Arthur’s honest though faltering avowal, ‘I have never thought enough of these things,’ was his whole history.

It had been grace missed and neglected, rather than wilfully abused. There had of course been opportunities, but there had been little culture or guidance in his early days; his confirmation had taken place as a matter of form, and he had never been a communicant, withheld at once by ignorance and dread of strictness, as well as by a species of awe. Even his better and more conscientious feelings had been aroused merely by his affections instead of by the higher sense of duty; and now it was through these that the true voice had at length reached him.
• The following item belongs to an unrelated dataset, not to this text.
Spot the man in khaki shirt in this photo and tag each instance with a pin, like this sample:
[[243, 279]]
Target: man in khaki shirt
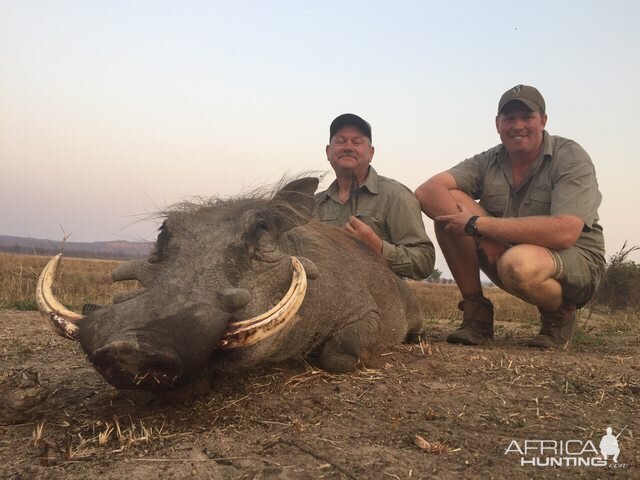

He had learnt more from his little boy’s devotions than all the years of his life had taught him. The ever-present influence under which his wife and that child lived and acted, impressed itself on him as a truth and reality, and the consciousness of his full responsibility dawned upon him. In the early part of his illness, his despair had been at the thought of his failures as husband, father, and son. Now there came on him the perception that not merely in his human relations had he transgressed, but that far more had he slighted the Almighty and Long-suffering Father. He looked back on his life of disregard, his dire offences—

Thus awakened, he watched each word from his little unconscious teacher, to gather from them clearer hopes of mercy and pardon. Happily, Johnnie, in his daily lessons, was going through the ground-work, and those words of mighty signification conveyed meanings to the father, which the innocent child had as yet no need to unfold. The long silent hours gave time for thought, and often when the watchers deemed that the stifled groan or restless movement arose from pain or oppression, it was in fact drawn forth by the weight on his mind.

So it had gone on; while mingled feelings of shame, reserve, and reluctance to show himself in a new light, kept his lips closed, and days and weeks passed before he brought himself to speak the word even to his wife. When it was spoken, her silent intense gladness was at once a reward and a rebuke. Though she scarcely spoke, he knew her well enough to perceive more perfect joy than even at the moment when she first made him smile on their first-born son.

He raised his eyes to meet that look again, when, after his interview with the clergyman, she came back to join in fixing the hour. Contrition, dread, shame, penitence, all seemed to be soothed, and yet rendered deeper, by meeting those eyes of serene and perfect content and thankfulness.

That evening Johnnie was turning over prints by his side.

‘There is the Good Shepherd, papa. Do you see the poor sheep, who wandered out of the fold, away into the wilderness among the rocks and deserts—that is doing wrong, you know, papa. And it lost its way, and the wolf was watching to tear it to pieces, that is Satan; but the Good Shepherd,’ and the child bent his head reverently, ‘He went after it. Mamma said that means that He touches our hearts and makes us sorry, and it looked up and was ready—as we pray to be made good again. So then He laid it on His shoulders, and carried it safe home to be happy in the fold again. Is He not very good, papa? And only think! There is joy among the Holy Angels in Heaven when one sinner grieves and comes back.’